Blockchain sering disebut teknologi masa depan yang bisa meningkatkan transparansi. Pemerintah di berbagai negara mulai menguji penerapan blockchain dalam administrasi publik, mulai dari registrasi tanah hingga sistem pemilu.
Keunggulan blockchain ada pada catatan data yang permanen, transparan, dan sulit dimanipulasi. Hal ini menjadikannya ideal untuk mencegah korupsi dan meningkatkan kepercayaan publik.
Estonia menjadi contoh sukses dengan e-government berbasis blockchain. Proses administrasi menjadi cepat, murah, dan transparan. Negara lain seperti Georgia dan Dubai juga mengikuti langkah serupa.
Namun, adopsi blockchain tidak selalu mudah. Infrastruktur teknologi masih terbatas, biaya implementasi tinggi, dan banyak negara kekurangan tenaga ahli di bidang ini.
Selain itu, isu privasi tetap menjadi masalah. Data sensitif warga bisa terekspos jika sistem tidak dikelola dengan benar. Regulasi dan etika penggunaan harus diperjelas sebelum blockchain bisa diadopsi luas.

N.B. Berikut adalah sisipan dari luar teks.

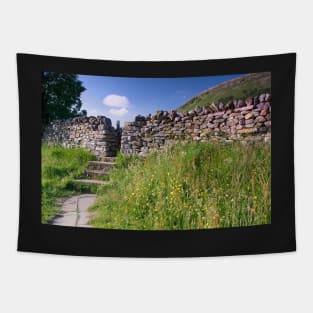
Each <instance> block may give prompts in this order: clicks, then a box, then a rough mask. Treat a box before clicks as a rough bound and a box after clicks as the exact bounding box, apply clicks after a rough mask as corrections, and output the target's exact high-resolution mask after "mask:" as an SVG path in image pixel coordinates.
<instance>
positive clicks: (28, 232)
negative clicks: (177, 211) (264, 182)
mask: <svg viewBox="0 0 313 313" xmlns="http://www.w3.org/2000/svg"><path fill="white" fill-rule="evenodd" d="M295 68H296V54H295V53H289V54H281V55H270V56H260V57H248V58H237V59H220V60H202V61H160V62H149V61H143V62H140V61H101V60H87V59H74V58H62V57H51V56H40V55H31V54H19V53H18V54H17V69H18V85H19V108H20V215H19V235H18V247H17V250H18V251H29V252H42V253H54V254H67V255H85V256H124V257H125V256H126V257H195V256H222V255H237V254H256V253H273V252H287V251H294V250H296V240H295V209H294V160H293V155H294V151H293V136H294V133H293V124H294V83H295ZM42 71H55V72H65V73H66V72H68V73H77V74H78V73H79V74H89V75H107V76H130V77H182V76H203V75H224V74H235V73H252V72H265V71H270V72H271V73H272V99H273V100H272V101H273V110H272V121H273V122H272V223H271V224H270V225H260V226H252V227H240V228H224V229H210V230H194V231H193V230H189V231H128V230H103V229H89V228H72V227H62V226H53V225H45V224H41V209H40V198H41V197H40V193H41V187H40V185H41V181H40V165H41V156H40V145H41V138H40V136H41V122H40V120H41V95H40V88H41V84H40V82H41V81H40V80H41V72H42Z"/></svg>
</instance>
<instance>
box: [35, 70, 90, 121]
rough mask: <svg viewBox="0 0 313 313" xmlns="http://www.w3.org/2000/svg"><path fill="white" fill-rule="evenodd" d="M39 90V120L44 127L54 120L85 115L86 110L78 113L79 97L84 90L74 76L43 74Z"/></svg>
mask: <svg viewBox="0 0 313 313" xmlns="http://www.w3.org/2000/svg"><path fill="white" fill-rule="evenodd" d="M41 88H42V89H41V92H42V103H41V109H42V111H41V118H42V123H43V124H44V125H46V124H47V123H49V122H51V121H53V120H56V119H62V120H63V119H67V118H71V117H74V116H78V115H86V114H87V112H86V110H82V111H81V112H80V109H81V106H82V102H81V99H80V95H81V93H82V92H83V91H85V90H86V88H85V87H84V86H83V84H82V82H81V81H80V80H78V77H77V75H76V74H62V73H54V72H44V73H43V74H42V84H41Z"/></svg>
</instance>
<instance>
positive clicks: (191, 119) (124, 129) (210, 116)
mask: <svg viewBox="0 0 313 313" xmlns="http://www.w3.org/2000/svg"><path fill="white" fill-rule="evenodd" d="M270 139H271V95H270V94H261V95H259V96H256V97H253V98H247V99H245V100H242V99H239V100H232V101H229V102H227V103H225V104H224V103H219V104H215V103H212V104H210V105H208V106H206V107H203V108H199V107H196V108H195V109H194V110H191V111H188V112H184V113H181V112H176V111H158V112H156V114H154V115H151V114H150V115H148V116H146V117H144V116H137V117H136V118H135V121H133V122H128V123H125V127H124V128H123V132H122V138H121V152H122V153H123V154H125V155H132V154H139V155H145V154H146V153H148V152H150V151H152V150H155V149H162V148H163V147H164V146H166V145H168V144H175V143H176V142H178V141H187V140H193V141H200V142H207V141H223V142H232V141H235V140H240V141H245V142H247V141H265V142H270Z"/></svg>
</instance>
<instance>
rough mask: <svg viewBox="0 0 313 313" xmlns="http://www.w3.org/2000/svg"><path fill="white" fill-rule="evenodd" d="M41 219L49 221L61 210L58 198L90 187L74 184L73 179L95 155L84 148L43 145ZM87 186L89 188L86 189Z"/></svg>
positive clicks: (43, 221)
mask: <svg viewBox="0 0 313 313" xmlns="http://www.w3.org/2000/svg"><path fill="white" fill-rule="evenodd" d="M41 154H42V156H41V158H42V162H41V185H42V193H41V195H42V199H41V221H42V223H47V222H49V221H50V220H51V218H52V217H54V216H55V214H57V213H58V212H59V208H58V203H57V199H58V198H60V197H64V196H68V195H70V194H74V193H76V192H84V191H85V192H86V191H88V192H90V190H89V189H90V188H88V187H87V186H85V185H83V184H80V185H77V184H75V185H74V184H73V179H74V178H75V177H77V176H79V175H80V174H81V173H82V172H83V170H84V169H85V168H86V166H87V163H88V161H90V160H94V159H95V156H94V155H92V154H91V153H90V152H88V151H86V150H83V149H66V148H62V147H60V146H47V145H43V146H42V149H41ZM86 188H87V189H88V190H86Z"/></svg>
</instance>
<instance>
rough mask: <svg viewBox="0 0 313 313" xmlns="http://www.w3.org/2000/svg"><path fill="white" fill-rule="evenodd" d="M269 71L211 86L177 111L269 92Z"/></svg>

Kritikus menilai banyak pemerintah menggunakan blockchain hanya sebagai gimmick politik. Mereka ingin terlihat modern tanpa benar-benar menyiapkan sistem yang matang.

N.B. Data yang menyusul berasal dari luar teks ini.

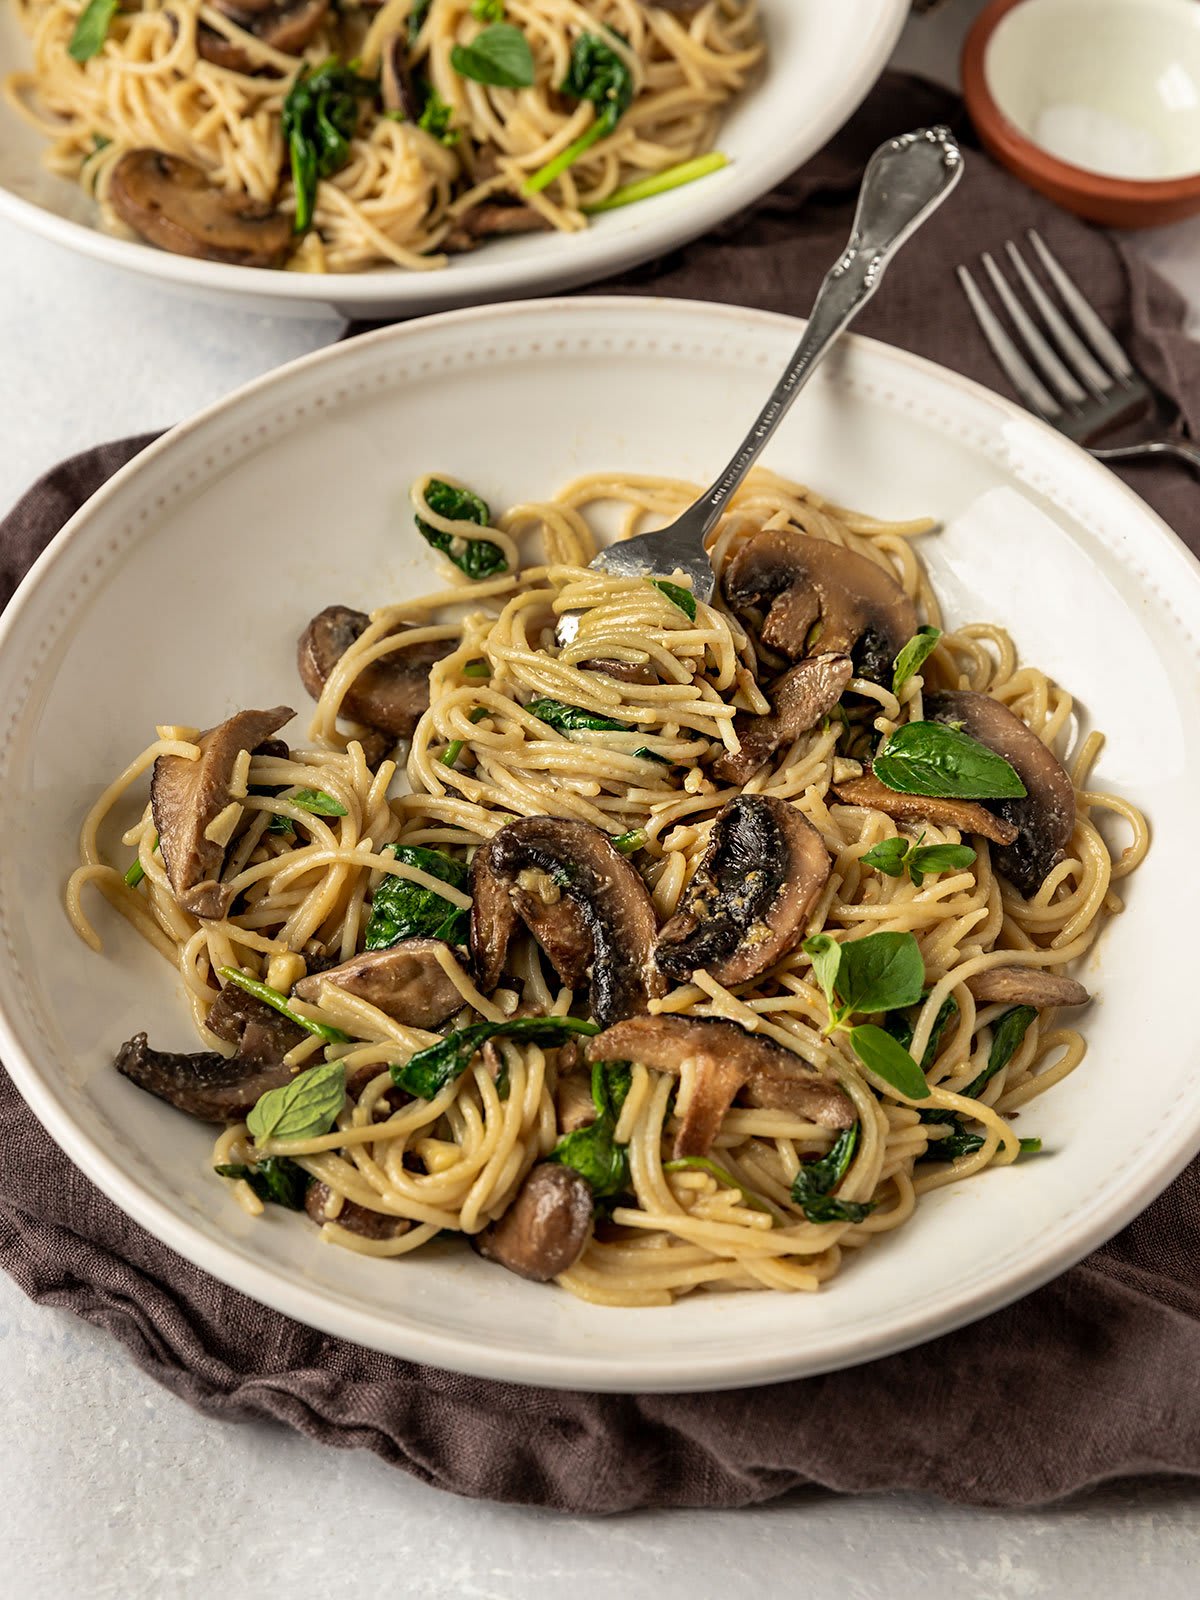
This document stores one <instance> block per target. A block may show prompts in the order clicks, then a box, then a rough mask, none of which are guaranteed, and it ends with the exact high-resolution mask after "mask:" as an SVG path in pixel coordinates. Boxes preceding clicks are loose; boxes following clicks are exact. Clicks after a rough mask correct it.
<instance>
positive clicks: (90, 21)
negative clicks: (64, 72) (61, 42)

Meski penuh tantangan, blockchain tetap punya potensi besar. Jika diterapkan dengan benar, teknologi ini bisa merevolusi birokrasi dan memperkuat demokrasi.
Apakah blockchain di pemerintahan sekadar tren, atau benar-benar revolusi? Jawabannya ada pada komitmen negara untuk menggunakannya secara serius.